Volunteers Spruce Up Forests
DAVIS, W.Va. — More than 500,000 acres of red spruce forest once shaded the slopes of West Virginia’s higher mountains, providing a cool, moist climate for the creatures living under its canopy.
But as railroad-borne logging crews worked their way into the state’s highlands in the early 20th century, the days became numbered for this nearly unbroken expanse of virgin evergreen forest.
Red spruce was prized for its clear, knotless, straight-grained wood, used in everything from construction beams to soundboards for pianos and the support ribs of the Wright Brothers’ first airplanes.
After virtually all of the red spruce logs had been chopped down and carted off, wildfires spread through the slashings of the decimated conifer stands. Farmers, roadbuilders and developers moved in, fragmenting what was left of the highland forest.
Only about 10 percent of the state’s red spruce forest remains, in a patchwork of stands scattered across the state’s higher elevations.

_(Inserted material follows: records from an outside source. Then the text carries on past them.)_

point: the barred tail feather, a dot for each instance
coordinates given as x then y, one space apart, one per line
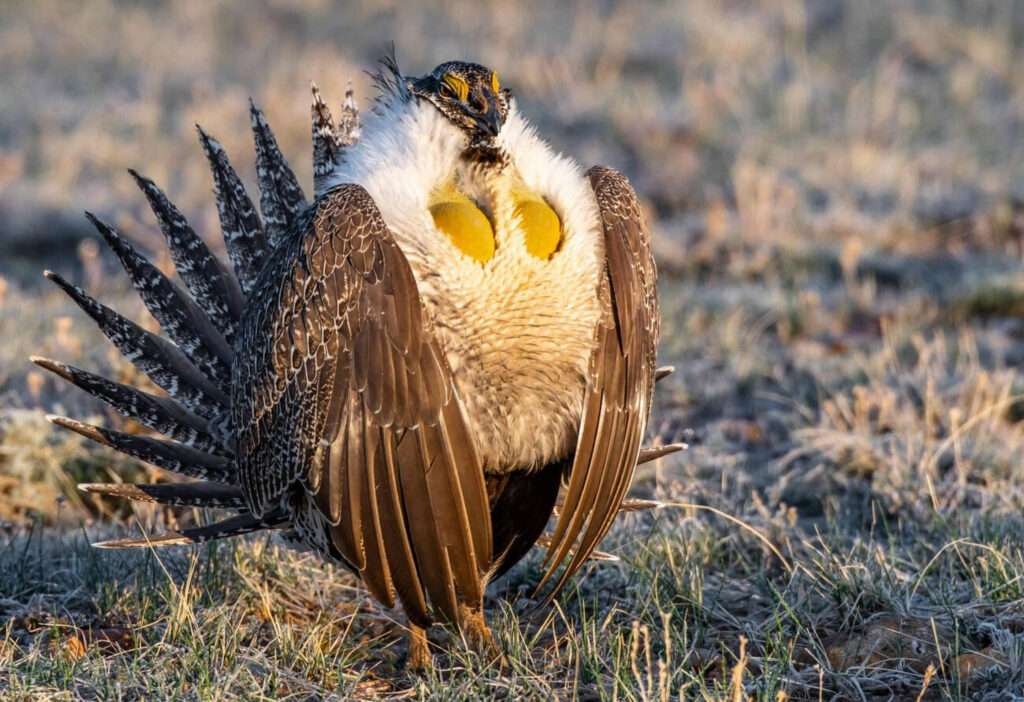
170 455
330 141
159 413
281 198
179 317
235 526
244 235
200 319
203 493
157 357
211 282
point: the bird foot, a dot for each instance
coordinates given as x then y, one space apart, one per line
419 659
479 635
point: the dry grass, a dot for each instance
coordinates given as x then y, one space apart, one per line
838 194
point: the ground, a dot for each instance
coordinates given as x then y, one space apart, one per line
837 194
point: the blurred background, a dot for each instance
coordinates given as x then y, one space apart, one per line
837 193
826 179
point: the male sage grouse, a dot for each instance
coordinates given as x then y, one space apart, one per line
404 371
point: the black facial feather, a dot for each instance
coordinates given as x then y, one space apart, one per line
470 96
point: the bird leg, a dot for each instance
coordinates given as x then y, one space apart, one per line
419 649
478 633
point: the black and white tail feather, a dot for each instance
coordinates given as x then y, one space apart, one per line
192 361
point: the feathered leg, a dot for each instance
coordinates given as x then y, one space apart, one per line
419 649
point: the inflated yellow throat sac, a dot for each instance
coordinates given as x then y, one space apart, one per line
542 229
464 223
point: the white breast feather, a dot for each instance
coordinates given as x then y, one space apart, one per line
518 332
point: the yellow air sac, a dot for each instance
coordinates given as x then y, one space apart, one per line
468 228
541 227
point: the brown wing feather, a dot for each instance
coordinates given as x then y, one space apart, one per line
622 379
342 392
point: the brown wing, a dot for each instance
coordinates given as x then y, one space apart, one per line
622 380
347 415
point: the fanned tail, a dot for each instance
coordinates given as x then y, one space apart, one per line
192 362
235 526
330 141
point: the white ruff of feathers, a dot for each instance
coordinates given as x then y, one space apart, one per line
518 332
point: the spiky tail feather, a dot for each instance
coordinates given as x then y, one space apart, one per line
200 319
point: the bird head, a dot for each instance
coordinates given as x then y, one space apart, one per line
469 95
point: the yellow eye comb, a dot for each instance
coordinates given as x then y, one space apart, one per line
460 86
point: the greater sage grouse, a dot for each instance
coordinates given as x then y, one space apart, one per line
404 371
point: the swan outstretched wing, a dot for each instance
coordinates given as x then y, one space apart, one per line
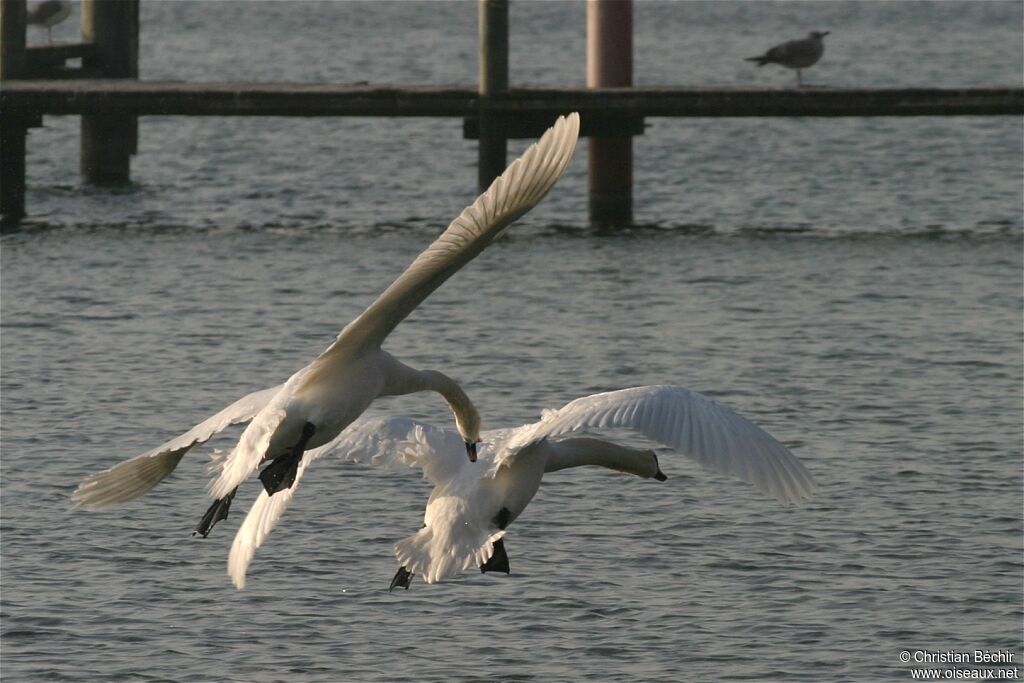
691 423
259 521
131 478
523 183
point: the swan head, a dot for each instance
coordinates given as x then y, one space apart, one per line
468 424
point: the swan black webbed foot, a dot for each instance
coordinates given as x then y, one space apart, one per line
402 578
282 471
214 514
499 561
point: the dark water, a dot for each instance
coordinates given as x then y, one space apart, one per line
853 286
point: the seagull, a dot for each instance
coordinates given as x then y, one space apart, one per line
321 399
797 54
47 14
473 504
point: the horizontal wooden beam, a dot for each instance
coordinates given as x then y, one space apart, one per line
174 98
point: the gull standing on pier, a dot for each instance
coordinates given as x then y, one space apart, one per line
47 14
320 400
472 504
797 54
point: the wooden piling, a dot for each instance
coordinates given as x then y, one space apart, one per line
13 128
609 65
494 37
109 140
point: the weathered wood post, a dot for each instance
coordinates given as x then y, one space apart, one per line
494 37
609 63
109 140
12 129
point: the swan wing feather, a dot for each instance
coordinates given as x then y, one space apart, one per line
697 426
131 478
523 183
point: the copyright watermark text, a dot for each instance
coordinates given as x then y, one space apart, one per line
962 665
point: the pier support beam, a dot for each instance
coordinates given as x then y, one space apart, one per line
609 63
109 140
494 37
12 128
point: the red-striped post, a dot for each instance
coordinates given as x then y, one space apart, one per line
609 65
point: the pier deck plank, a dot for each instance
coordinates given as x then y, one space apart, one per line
24 97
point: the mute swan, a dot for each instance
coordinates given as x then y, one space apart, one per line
472 504
797 54
320 400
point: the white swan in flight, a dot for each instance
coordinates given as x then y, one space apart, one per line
472 504
320 400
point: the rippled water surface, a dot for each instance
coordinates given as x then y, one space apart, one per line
853 286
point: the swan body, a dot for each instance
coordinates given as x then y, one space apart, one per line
472 504
324 397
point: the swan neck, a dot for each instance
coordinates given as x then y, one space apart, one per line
467 419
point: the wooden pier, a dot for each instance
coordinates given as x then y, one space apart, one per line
108 95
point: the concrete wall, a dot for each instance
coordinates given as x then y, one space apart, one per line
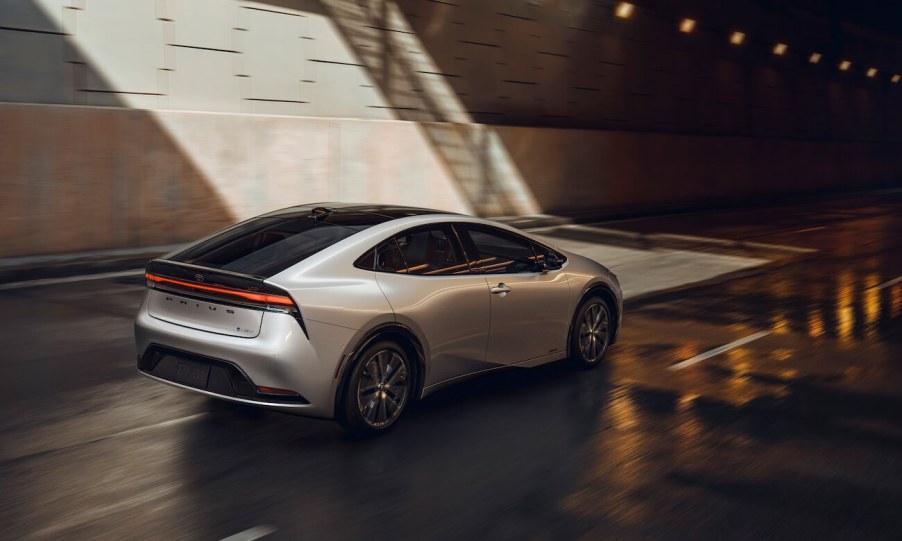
620 172
88 178
145 122
85 178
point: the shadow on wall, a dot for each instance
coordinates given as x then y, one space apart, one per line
381 38
65 188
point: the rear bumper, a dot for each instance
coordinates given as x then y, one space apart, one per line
281 357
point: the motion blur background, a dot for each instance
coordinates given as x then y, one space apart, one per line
151 122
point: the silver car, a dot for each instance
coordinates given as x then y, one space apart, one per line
349 312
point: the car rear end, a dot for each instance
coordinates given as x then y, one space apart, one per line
212 323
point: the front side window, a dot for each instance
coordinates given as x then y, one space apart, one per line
500 252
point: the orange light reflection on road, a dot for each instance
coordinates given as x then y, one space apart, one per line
845 314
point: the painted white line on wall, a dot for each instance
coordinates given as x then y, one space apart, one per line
70 279
250 535
717 351
889 283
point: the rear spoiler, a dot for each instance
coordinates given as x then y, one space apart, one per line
187 272
222 286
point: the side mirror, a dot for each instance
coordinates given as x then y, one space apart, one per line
553 261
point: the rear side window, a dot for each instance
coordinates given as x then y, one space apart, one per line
265 246
501 252
424 251
431 251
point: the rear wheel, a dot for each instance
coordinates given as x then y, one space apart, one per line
591 333
378 389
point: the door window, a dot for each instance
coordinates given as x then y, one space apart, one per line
500 252
431 251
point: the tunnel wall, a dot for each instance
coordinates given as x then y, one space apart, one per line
89 178
92 178
153 121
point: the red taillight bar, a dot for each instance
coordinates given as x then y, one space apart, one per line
256 297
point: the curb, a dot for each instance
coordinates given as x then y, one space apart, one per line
21 269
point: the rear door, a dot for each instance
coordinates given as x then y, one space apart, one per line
426 279
530 308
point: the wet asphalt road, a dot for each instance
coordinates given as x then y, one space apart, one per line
796 435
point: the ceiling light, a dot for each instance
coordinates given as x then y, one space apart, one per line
687 25
624 10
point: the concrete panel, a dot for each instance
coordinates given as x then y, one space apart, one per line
35 15
203 23
328 44
203 81
345 91
123 44
273 55
38 77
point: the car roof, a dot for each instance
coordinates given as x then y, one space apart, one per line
355 214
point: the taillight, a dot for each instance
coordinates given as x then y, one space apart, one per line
263 300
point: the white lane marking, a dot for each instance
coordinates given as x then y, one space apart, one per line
717 351
69 279
250 535
129 432
889 283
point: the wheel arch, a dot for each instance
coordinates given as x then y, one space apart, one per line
396 332
604 291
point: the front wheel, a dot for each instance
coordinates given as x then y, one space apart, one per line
591 333
377 390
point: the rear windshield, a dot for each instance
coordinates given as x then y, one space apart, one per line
266 245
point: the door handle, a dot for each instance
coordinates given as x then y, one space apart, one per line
501 289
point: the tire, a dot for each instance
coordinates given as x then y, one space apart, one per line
590 332
378 389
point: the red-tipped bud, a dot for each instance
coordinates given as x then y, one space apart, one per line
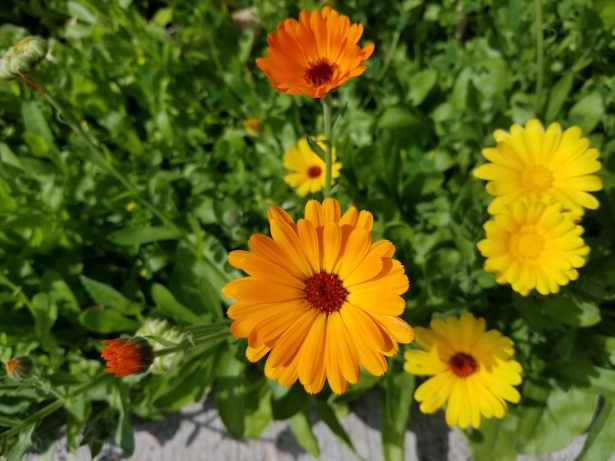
20 367
130 356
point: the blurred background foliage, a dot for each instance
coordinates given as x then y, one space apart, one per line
165 86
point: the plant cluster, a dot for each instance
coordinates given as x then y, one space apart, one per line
162 172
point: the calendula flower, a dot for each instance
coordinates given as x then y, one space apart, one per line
308 168
20 367
471 370
541 165
314 55
320 298
127 356
533 246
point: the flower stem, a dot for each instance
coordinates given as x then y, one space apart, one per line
328 122
98 158
184 345
540 52
53 406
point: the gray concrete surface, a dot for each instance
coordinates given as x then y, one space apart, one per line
197 433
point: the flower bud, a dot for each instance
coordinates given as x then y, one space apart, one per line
130 356
20 367
23 57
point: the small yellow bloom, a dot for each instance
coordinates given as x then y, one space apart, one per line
471 370
252 124
321 298
541 165
534 246
308 169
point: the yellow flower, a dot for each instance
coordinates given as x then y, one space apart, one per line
320 297
308 168
533 246
314 55
471 370
547 166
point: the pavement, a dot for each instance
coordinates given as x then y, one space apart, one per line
197 433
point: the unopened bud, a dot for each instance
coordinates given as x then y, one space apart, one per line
20 367
130 356
23 57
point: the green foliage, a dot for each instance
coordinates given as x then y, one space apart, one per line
162 97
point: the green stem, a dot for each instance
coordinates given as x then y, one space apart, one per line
328 122
50 408
98 158
540 53
184 345
17 291
42 413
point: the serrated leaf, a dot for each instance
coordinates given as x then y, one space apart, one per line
328 416
395 399
144 235
105 321
166 302
107 296
551 418
301 426
230 391
558 96
495 439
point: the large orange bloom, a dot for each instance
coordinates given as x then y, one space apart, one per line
320 296
314 55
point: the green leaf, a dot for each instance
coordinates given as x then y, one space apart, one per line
103 320
167 303
395 399
421 84
587 112
301 426
23 443
35 121
189 386
163 16
124 433
600 443
495 439
107 296
144 235
558 96
570 309
258 413
328 416
230 391
45 314
551 417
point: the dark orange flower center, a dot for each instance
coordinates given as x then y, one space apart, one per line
11 365
314 172
320 72
325 292
463 365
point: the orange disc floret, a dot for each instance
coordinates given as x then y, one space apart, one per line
314 55
127 356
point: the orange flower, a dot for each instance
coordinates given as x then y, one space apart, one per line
321 298
314 55
128 356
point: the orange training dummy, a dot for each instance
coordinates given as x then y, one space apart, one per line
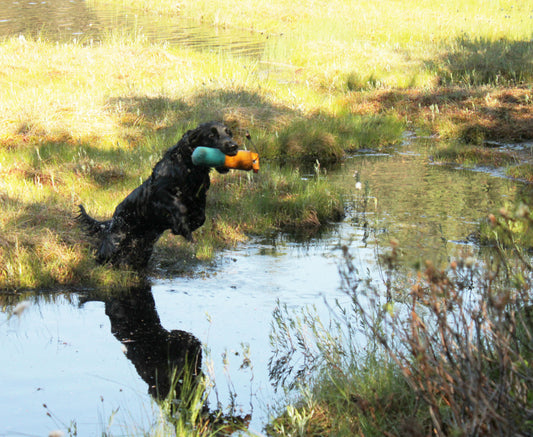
243 160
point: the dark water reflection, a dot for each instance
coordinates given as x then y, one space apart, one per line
67 351
155 352
75 20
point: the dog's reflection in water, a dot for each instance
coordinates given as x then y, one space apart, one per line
163 359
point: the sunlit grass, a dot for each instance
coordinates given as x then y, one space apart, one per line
84 122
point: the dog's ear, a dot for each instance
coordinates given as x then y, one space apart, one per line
222 170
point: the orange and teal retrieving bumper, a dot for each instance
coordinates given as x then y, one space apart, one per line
243 160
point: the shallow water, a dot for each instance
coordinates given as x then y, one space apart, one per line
76 20
64 349
89 358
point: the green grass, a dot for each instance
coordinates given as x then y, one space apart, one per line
85 122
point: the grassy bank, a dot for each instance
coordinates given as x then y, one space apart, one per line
85 122
446 352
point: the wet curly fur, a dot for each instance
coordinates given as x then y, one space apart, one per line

A coalition of public and private groups is trying to restore the red spruce to its former range by connecting remnant stands across the state’s highlands. Using an army of volunteers and seed stock collected from West Virginia trees, the three-year-old Central Appalachian Spruce Restoration Initiative plans to plant about 35,000 red spruce seedlings in West Virginia by the end of September.